Even if the court were to reach the merits of this appeal, the result would not change. The issue is whether "the decision of the board was logically and rationally supported by the evidence, and was not unreasonable, arbitrary, illegal or an abuse of the board's discretion." Calnan, supra,43 Conn. App. 785.
General Statutes § 31-235 (a) (2) provides in pertinent part that an unemployed person shall receive benefits if "he is available for work." In order to be available for work within the meaning of the statute, "one must be ready, able and willing to accept suitable employment. He must be exposed unequivocally to the labor market." (Citations omitted; internal quotation marks omitted). Schettino v. Administrator, 138 Conn. 253, 260, CT Page 1332183 A.2d 217 (1951). Section § 31-235-6 (a) of the Regulations of State Agencies provides in pertinent part that "[i]n order to find an individual eligible for benefits for any week, the Administrator must find the individual available for full-time work during that week. An individual is available for work if he is genuinely exposed to the labor market. An individual is genuinely exposed to the labor market if he is willing, able and ready to accept suitable work." A "labor market" exists for an individual "when there is a market for the type of services which he offers in the geographical area in which he offers them."Reger v. Administrator, 132 Conn. 647, 651, 46 A.2d 844 (1946). "The Administrator shall find that a labor market exists for an individual, if within a reasonable geographical area, there are jobs for which he possesses skills and abilities." Section §31-235-6 (b). Regulations of State Agencies.

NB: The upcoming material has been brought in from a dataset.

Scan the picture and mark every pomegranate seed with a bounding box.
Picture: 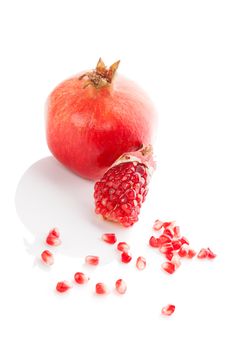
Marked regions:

The board's conclusion that the job offer in Stamford was not within "a reasonable geographical area" of the claimant's home in New Haven is not unreasonable and was within the board's competence and should therefore not be disturbed. "[T]he Superior Court does not retry the facts or hear evidence in appeals under our unemployment compensation legislation. Rather, it acts as an appellate court to review the record certified and filed by the board of review." Finkenstein v. Administrator, 192 Conn. 104,112, 470 A.2d 1196 (1984). "[O]ur standard of review in administrative proceedings must allow for judicial scrutiny of claims such as constitutional error, jurisdictional error, or error in the construction of an agency's authorizing statute." Id., 113.
The court finds, on the basis of the certified record, that the board was presented with sufficient evidence in the record of this case to justify the conclusions it reached concerning the plaintiff employer's offer of employment to the claimant and whether it was suitable in terms of the geographical area involved. Therefore, the defendant board's motion for judgment dated July 10, 1997 (#101), is granted. The board's decision is affirmed, and judgment hereby enters dismissing the plaintiff's appeal.
So Ordered.
Dated at Stamford, Connecticut, this 9th day of December, 1997.